Hi,guys
    I am trying to play with the example code: hello_gpu.py with some modification on the size of block and grid.

I found if I set size to be 512, which indicating that all data are in one thread block, the result max(dest-a*b)=0; however,
if I set size to 512*2, which indicates data is decomposed into two grids, the max(dest-a*b)!=0, which confused me.
did I miss something here?

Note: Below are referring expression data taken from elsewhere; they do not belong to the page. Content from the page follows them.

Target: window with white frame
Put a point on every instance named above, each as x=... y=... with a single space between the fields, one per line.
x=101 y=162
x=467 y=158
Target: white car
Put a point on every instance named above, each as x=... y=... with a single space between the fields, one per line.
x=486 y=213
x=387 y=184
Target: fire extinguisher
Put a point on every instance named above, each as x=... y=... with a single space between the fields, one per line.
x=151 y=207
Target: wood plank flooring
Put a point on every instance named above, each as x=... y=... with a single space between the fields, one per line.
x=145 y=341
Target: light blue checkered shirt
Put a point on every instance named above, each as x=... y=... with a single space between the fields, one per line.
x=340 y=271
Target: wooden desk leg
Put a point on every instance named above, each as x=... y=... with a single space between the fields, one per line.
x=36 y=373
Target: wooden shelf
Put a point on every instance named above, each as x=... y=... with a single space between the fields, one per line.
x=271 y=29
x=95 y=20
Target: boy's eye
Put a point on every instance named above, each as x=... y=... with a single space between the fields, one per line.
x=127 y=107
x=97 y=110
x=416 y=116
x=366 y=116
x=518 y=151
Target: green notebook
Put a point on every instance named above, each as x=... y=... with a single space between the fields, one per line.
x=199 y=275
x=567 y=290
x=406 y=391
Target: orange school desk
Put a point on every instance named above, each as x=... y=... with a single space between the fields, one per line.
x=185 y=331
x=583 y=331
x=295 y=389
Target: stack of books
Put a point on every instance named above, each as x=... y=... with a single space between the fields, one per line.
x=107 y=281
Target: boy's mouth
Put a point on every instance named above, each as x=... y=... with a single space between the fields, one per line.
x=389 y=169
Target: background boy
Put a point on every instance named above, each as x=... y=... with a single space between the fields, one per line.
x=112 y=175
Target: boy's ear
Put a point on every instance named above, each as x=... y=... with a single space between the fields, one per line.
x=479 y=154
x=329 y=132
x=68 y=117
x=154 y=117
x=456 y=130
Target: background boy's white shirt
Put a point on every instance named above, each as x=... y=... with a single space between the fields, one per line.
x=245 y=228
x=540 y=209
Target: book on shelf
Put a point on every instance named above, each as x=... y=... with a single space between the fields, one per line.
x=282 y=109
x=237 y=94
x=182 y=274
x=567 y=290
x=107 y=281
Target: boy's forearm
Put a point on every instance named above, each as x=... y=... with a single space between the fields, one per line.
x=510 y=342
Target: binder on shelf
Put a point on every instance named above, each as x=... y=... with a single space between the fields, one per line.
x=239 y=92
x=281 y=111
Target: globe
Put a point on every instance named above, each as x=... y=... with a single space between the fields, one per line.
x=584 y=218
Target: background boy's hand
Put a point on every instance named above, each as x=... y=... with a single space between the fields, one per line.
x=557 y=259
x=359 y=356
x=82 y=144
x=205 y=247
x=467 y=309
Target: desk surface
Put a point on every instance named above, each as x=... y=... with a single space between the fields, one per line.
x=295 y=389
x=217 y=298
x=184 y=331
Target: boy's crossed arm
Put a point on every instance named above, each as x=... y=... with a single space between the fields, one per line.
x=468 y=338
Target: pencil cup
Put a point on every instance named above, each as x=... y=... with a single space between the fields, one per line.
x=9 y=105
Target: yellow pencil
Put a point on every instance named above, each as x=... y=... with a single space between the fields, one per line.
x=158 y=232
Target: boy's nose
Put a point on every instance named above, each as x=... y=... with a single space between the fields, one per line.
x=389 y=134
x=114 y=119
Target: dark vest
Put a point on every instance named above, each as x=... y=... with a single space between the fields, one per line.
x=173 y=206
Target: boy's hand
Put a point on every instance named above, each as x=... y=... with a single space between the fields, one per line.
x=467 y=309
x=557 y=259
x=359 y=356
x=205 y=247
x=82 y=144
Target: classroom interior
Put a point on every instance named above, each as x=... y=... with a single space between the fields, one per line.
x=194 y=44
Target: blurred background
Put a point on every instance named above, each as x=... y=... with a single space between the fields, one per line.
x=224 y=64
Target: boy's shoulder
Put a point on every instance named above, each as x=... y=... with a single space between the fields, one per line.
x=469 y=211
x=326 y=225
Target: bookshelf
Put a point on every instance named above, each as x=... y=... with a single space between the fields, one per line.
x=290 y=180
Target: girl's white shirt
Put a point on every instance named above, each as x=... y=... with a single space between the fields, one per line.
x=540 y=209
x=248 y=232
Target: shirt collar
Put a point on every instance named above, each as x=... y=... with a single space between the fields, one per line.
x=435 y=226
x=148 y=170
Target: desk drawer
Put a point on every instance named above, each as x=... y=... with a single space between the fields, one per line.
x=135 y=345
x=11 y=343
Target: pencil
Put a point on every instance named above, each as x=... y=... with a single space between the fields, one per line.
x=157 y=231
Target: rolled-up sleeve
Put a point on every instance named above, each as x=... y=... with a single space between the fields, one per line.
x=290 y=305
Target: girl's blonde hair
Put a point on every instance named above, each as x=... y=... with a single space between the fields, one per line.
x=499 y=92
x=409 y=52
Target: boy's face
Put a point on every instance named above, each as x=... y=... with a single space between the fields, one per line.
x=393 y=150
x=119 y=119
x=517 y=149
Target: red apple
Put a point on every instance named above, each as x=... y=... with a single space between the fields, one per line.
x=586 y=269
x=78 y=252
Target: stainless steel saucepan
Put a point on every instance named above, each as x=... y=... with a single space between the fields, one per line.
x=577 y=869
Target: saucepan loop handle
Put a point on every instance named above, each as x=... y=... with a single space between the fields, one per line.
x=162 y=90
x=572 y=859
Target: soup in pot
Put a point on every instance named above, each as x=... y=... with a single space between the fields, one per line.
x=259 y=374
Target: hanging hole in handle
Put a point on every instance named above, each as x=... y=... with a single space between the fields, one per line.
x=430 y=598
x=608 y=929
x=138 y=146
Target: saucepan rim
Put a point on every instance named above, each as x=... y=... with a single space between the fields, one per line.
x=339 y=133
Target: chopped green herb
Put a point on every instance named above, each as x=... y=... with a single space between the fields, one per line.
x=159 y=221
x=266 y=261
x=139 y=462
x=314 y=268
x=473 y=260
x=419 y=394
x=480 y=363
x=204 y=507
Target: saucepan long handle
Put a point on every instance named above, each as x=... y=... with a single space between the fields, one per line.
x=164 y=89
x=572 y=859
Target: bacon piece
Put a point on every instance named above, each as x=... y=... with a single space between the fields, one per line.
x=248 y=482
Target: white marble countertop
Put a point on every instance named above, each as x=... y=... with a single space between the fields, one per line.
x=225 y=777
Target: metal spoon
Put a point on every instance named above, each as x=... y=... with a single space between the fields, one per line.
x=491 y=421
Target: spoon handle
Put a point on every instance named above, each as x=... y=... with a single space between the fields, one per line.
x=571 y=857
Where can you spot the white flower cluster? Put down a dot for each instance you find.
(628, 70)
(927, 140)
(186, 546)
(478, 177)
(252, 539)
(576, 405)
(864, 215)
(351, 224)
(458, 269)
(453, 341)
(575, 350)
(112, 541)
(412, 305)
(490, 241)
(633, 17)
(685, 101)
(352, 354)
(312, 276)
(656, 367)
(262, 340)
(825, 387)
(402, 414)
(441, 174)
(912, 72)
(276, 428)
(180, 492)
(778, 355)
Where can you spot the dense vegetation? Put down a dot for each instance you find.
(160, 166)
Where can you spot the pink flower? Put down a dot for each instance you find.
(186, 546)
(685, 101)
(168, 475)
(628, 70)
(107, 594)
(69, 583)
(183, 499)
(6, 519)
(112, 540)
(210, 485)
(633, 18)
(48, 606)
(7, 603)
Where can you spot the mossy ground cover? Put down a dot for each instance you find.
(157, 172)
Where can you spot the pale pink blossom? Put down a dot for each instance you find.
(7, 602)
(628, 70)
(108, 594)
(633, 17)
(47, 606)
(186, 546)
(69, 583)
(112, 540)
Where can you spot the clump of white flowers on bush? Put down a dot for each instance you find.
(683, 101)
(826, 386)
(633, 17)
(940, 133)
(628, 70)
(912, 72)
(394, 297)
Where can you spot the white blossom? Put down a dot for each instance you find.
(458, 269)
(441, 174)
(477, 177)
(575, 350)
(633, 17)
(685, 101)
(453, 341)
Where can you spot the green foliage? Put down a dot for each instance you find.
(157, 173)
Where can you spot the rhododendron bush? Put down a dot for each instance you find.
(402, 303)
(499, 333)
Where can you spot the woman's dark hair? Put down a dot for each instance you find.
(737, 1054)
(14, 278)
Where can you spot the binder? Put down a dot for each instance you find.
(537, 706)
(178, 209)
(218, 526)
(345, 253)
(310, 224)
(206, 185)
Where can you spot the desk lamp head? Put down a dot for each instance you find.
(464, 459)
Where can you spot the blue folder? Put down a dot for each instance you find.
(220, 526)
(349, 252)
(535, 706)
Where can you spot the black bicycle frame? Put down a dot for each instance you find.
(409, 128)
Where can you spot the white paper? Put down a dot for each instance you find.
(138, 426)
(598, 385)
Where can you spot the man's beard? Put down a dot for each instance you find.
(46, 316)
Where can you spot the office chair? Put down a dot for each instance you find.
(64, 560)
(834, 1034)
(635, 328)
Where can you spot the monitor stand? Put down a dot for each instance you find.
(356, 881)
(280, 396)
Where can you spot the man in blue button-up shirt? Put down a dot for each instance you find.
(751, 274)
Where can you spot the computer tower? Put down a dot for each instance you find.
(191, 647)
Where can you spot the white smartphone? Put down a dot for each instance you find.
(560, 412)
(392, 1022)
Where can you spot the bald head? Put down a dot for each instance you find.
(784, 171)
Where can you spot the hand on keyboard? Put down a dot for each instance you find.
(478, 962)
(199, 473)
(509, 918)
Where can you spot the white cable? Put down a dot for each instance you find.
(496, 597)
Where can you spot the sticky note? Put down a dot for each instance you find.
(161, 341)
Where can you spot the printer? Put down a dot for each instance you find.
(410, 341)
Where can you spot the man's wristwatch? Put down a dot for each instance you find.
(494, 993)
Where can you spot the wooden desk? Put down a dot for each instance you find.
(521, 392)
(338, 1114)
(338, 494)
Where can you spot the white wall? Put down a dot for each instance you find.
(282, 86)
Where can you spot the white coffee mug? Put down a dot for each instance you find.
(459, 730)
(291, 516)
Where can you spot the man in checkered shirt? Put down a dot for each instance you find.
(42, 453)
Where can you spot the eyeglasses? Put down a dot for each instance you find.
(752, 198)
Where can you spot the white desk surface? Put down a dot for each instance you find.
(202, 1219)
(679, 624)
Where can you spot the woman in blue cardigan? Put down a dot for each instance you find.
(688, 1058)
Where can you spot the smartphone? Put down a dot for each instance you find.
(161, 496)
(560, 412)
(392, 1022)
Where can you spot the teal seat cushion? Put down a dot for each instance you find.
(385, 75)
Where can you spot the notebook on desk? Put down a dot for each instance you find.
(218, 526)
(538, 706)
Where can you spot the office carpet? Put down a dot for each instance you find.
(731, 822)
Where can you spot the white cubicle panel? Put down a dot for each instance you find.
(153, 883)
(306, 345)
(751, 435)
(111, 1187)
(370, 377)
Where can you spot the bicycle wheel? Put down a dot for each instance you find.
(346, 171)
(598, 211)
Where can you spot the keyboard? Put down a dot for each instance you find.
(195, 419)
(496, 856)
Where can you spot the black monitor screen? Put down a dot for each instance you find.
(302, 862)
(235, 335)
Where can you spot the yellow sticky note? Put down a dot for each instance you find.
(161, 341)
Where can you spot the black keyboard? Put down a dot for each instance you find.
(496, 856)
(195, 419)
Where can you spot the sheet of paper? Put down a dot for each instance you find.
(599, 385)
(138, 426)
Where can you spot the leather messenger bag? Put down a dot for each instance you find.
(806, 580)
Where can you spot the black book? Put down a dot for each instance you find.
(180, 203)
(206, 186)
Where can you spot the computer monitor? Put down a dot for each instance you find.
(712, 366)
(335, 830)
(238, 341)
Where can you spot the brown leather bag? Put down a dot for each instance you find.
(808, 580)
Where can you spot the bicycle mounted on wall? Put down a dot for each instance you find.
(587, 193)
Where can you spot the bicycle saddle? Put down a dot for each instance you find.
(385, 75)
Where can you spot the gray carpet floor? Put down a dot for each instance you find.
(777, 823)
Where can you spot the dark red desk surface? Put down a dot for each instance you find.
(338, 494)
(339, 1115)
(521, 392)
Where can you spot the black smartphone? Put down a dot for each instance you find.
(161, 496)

I put the code for your reference. thank you




  1 import pycuda.driver as drv
  2 import pycuda.tools
  3 import pycuda.autoinit
  4 import numpy
  5 import numpy.linalg as la
  6 from pycuda.compiler import SourceModule
  7
  8 mod = SourceModule("""
  9 __global__ void multiply_them(float *dest, float *a, float *b)
 10 {
 11   const int i = threadIdx.x;
 12   dest[i] = a[i] * b[i];
 13 }
 14 """)
 15
 16 multiply_them = mod.get_function("multiply_them")
 17
 18 size = 512*2
 19 threads = 512
 20 a = numpy.random.randn(size).astype(numpy.float32)
 21 b = numpy.random.randn(size).astype(numpy.float32)
 22
 23 dest = numpy.zeros_like(a)
 24 multiply_them(
 25         drv.Out(dest), drv.In(a), drv.In(b),
 26         block=(threads,1,1),grid=(size/threads,1))
 27
 28 print max(dest-a*b)

best regards
zhu